In his speech in central London, Mr Hunt will outline the opportunities in what he called “the growth sectors which will define this century”.
He will also pledge to build on “the freedoms which Brexit provides”.
But it comes in a week the government has faced accusations that it has no long-term plan for growth.
On Monday, the CBI business group warned the UK is lagging behind rivals on green growth.
The next day, insolvency firm Begbies Traynor said the number of firms on the brink of going bust jumped by more than a third at the end of last year.
And on Thursday, car firms warned the UK has not got a strategy to attract manufacturers.
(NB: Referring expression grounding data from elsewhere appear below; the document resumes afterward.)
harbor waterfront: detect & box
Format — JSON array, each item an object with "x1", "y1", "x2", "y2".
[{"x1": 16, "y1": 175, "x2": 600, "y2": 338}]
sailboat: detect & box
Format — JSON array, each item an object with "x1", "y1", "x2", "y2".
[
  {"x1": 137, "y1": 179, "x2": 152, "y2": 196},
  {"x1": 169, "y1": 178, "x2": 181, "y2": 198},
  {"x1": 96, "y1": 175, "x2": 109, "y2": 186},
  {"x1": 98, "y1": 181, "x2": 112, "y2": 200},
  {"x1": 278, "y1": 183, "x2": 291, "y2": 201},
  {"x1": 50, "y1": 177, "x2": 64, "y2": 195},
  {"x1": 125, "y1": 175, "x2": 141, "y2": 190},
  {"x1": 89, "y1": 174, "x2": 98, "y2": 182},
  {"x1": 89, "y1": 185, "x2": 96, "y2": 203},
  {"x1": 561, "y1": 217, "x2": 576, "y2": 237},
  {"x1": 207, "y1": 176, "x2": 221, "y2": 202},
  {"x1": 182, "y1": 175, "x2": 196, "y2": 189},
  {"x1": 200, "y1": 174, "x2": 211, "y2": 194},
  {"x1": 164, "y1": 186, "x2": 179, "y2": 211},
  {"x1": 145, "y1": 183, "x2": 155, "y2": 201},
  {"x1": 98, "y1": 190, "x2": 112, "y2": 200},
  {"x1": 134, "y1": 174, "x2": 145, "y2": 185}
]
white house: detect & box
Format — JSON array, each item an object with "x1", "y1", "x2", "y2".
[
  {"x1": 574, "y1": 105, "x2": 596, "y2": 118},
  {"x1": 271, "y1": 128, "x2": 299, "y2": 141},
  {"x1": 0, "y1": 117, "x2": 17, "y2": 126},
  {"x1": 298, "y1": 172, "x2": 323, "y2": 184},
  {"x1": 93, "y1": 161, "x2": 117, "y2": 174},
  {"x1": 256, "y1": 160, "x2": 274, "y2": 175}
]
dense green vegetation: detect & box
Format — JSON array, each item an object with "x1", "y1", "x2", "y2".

Speaking at Bloomberg’s Headquarters in London, Mr Hunt will set out how the government plans to achieve growth in multiple sectors across the UK.
The speech will focus on key growth industries such as digital technology, green industries, life sciences, advanced manufacturing and creative industries.
He will also set out a long-term plan to tackle poor productivity.
“It is a plan necessitated, energised and made possible by Brexit which will succeed if it becomes a catalyst for the bold choices we need to take,” he will say.
Looking at the wider picture, Mr Hunt will say that “declinism about Britain” was wrong before and is wrong today, adding that some downbeat forecasts “do not reflect the whole picture”.
He will praise what he calls “British genius and British hard work”, and promise to turn that into prosperity in the long term.
It is the chancellor’s first big economic speech since he took office in October, outside of the Autumn Statement and his speech to reverse most of Liz Truss’s mini-budget.
In his Autumn Statement last November, Mr Hunt revealed tax rises and spending cuts worth billions of pounds aimed at mending the nation’s finances.
Many will see this latest speech as an attempt to respond to criticism that the government has no long-term plan for growth, in the face of the global economic shift.
That idea has been increasingly openly articulated, including by car makers this week.
On Thursday, new figures from the Society of Motor Manufacturers and Traders (SMMT) showed the number of new cars made in the UK has sunk to its lowest level for 66 years.
UK car production was further set back by the collapse into administration of Britishvolt last week.
The firm had planned to build a giant factory to make electric car batteries in Cambois, near Blyth in Northumberland, but the project ran out of money.
Car firms warn that the UK is lagging behind other countries, particularly on offering state aid to manufacturers.
The boss of the SMMT, Mike Hawes, conceded that the UK could be in the unenviable position of offering less support to crucial industries than before it left the EU.
Data out on the UK economy in recent weeks has painted a mixed picture.
Price rises in the UK slowed for a second month in a row in December, but the cost of food including milk, cheese and eggs kept inflation at a 40-year high.
Meanwhile, wages have grown at the fastest rate in more than 20 years, but are still failing to keep up with rising prices.
Figures on Tuesday showed Ggovernment borrowing hit a new high in December, driven by the cost of supporting households with their energy bills and rising debt interest costs.
And on Wednesday, the independent Office for Budget Responsibility told the government that it had overestimated the prospects for medium-term growth and that it planned to downgrade its outlook, The Times reported.
The downgrade would leave Mr Hunt with less room to manoeuvre ahead of his Budget this March.